John kommt aus Kurmuk in Blue Nile State und musste 1987 mit seiner Familie vor dem Bürgerkrieg fliehen. "Ich erinnere mich noch genau daran, als wir aus dem Sudan geflohen sind und mein vater mit aller Kraft versuchte, mich zu tragen." John's Polioinfektion erschwerte die Flucht "Ich bat ihn, mich zurückzulassen, damit die anderen vorankommen konnten, aber er sagte, dass er mich niemals allein lassen würde."
Sie überquerten die Grenze nach Äthiopien und kämpften sich bis zum Tsore Flüchtlingslager durch, das heute unter dem Namen Sherkole bekannt ist. Endstation war schließlich das Flüchtlingslager Bonga weiter südlich. Im Jahr 2006, nach Unterzeichnung des Friedensvertrages, kehrte die Familie zurück in den Sudan.
Weil Johns Vater immer darauf bestand, dass die Kinder der Familie Englisch lernten, fand John schon bald nach ihrer Rückkehr eine neue Arbeitsstelle. Kürzlich war er als Projektkoordinator für die NGO Creative Associate International in Kurmuk tätig."
Zum ersten Mal in meinem Leben war ich gleichauf mit Menschen aus anderen Ländern. Ich war stolz, denn ich war Bürger eines Landes - meines Landes, des Sudan. Wir hatten nicht viel, aber wir verfügten über elementare Menschenrechte als sudanesische Bürger. Für eine Weile war das Leben schön."
Als im September diesen Jahres die Kämpfe zwischen dem sudanesischen Militär und der sudanesischen Volksbefreiungsarmee (SPLA-N) erneut ausbrachen, war die Familie fest entschlossen, zu bleiben. Doch letzten Endes wurden sie durch Luftangriffe und Bodentruppen zum zweiten Mal zur Flucht nach Äthiopien gezwungen.
John arbeitet im Flüchtlingslager Tongo als Sozialarbeiter und Mediator zwischen den Flüchtlingen und den Mitarbeitern des Camps. Er ist sehr beliebt, aber sein freundliches Wesen täuscht über seine traumatischen Erinnerungen hinweg.
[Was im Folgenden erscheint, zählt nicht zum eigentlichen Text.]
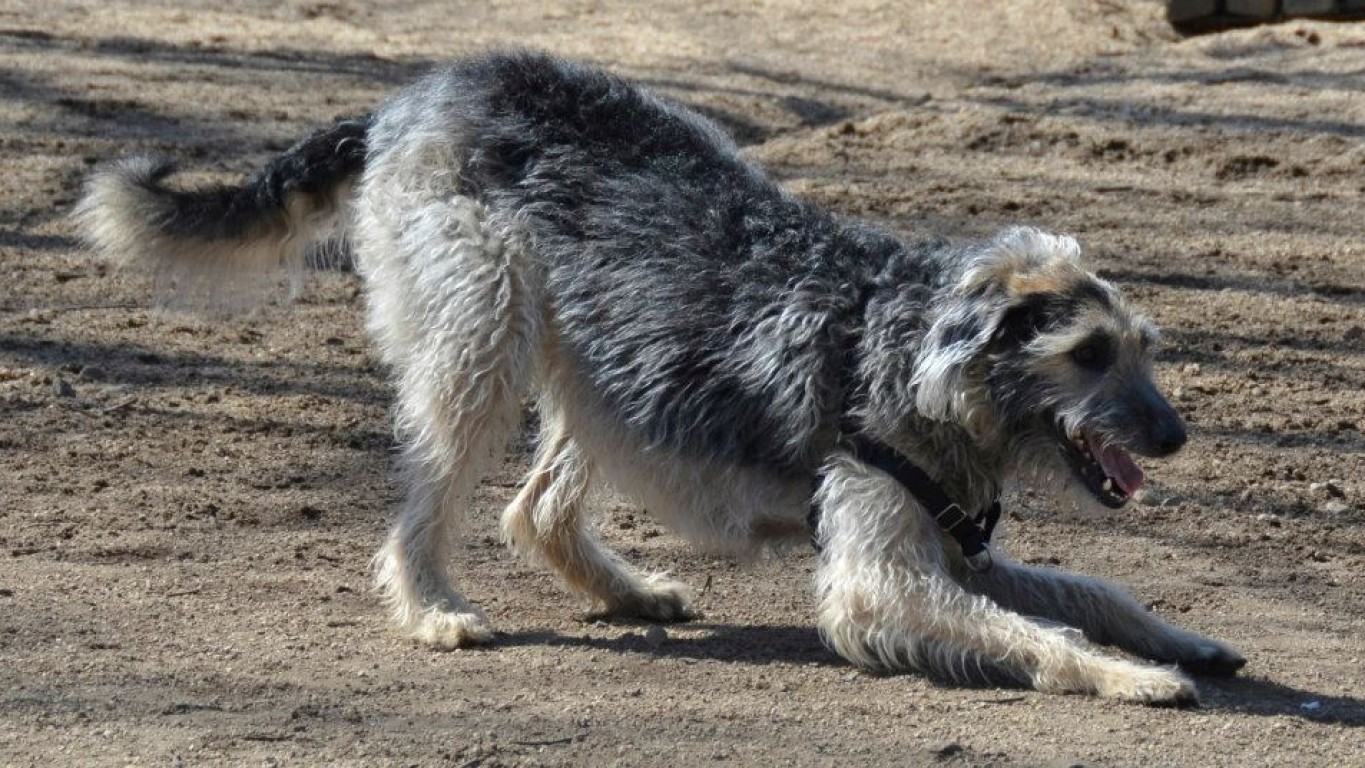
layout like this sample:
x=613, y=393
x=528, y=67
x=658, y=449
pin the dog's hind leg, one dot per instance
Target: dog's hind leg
x=456, y=314
x=546, y=524
x=889, y=600
x=1106, y=614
Als das sudanesische Militär in Kurmuk einfiel, waren seine Eltern und Geschwister in Chali, 60 Kilometer entfernt. "Meine Eltern sind über 70 Jahre alt und für den Fall, dass sie aus Chali evakuiert wurden, wird es ein langer und beschwerlicher Weg sein, bis sie in Sicherheit sind." John ist besorgt um seine Familie; er weiß nicht, wo sie sich im Moment aufhalten. "Ich denke ständig an sie. Was ist mit ihnen geschehen? Meine Familie hat immer für mich gesorgt und mich nie im Stich gelassen. Aber jetzt, wo sie in Not sind, kann ich es nicht zurückgeben."
Er wendet sich ab während er spricht; seine Hilflosigkeit und die Wut über die ständigen Konflikte in seinem Heimatland beschämen ihn. "Meinen jüngsten Sohn Obama habe ich nach dem amerikanischen Präsidenten benannt. Die USA und der Sudan wollten gemeinsam etwas bewegen; neue Lösungen und Hoffnungen für ein Land, das so viel gelitten hat.", erklärt John.
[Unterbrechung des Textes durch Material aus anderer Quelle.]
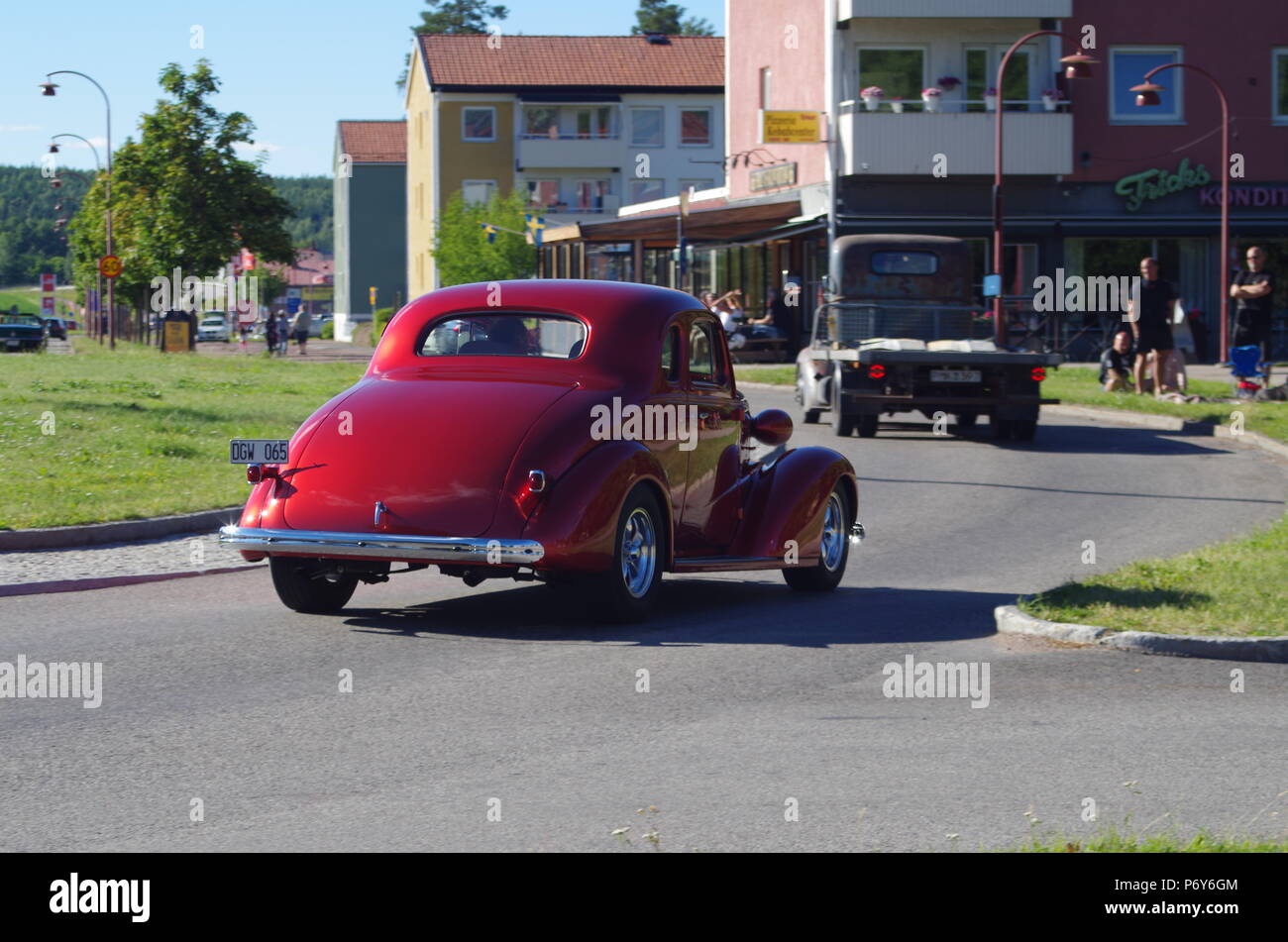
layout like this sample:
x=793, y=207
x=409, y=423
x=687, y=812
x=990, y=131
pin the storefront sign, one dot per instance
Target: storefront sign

"Mein Sohn wird einmal zu denen gehören, die sagen "wir schaffen das" - ich hingegen bin mir nicht mehr sicher. Der Sudan hat mich im Stich gelassen und wieder stehe ich hier mit gesenktem Kopf.
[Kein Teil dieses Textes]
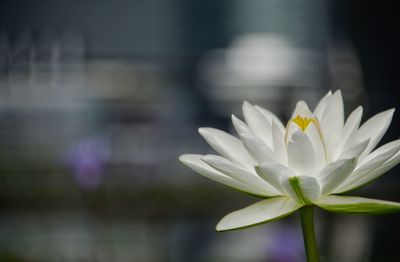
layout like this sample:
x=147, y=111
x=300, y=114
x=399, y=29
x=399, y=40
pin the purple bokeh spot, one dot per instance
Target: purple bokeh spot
x=86, y=159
"Es wird dunkel und John stellt sich auf eine weitere schlaflose Nacht ein. "Manchmal lese ich in der Bibel, um wenigstens für kurze Zeit Frieden zu finden.", sagt er. "Wenn ich meine Eltern nur noch einmal sehen könnte, sie umarmen könnte. Das ist das einzige, was ich mir wünsche, außer dass meine Kinder ihre Schulbildung beenden können."
Seit Septemberbeginn sind etwa 35.000 Menschen aus dem Sudan, auf der Flucht vor den Konflikten in der Blue Nile Region, im westlichen Teil Äthiopiens angekommen.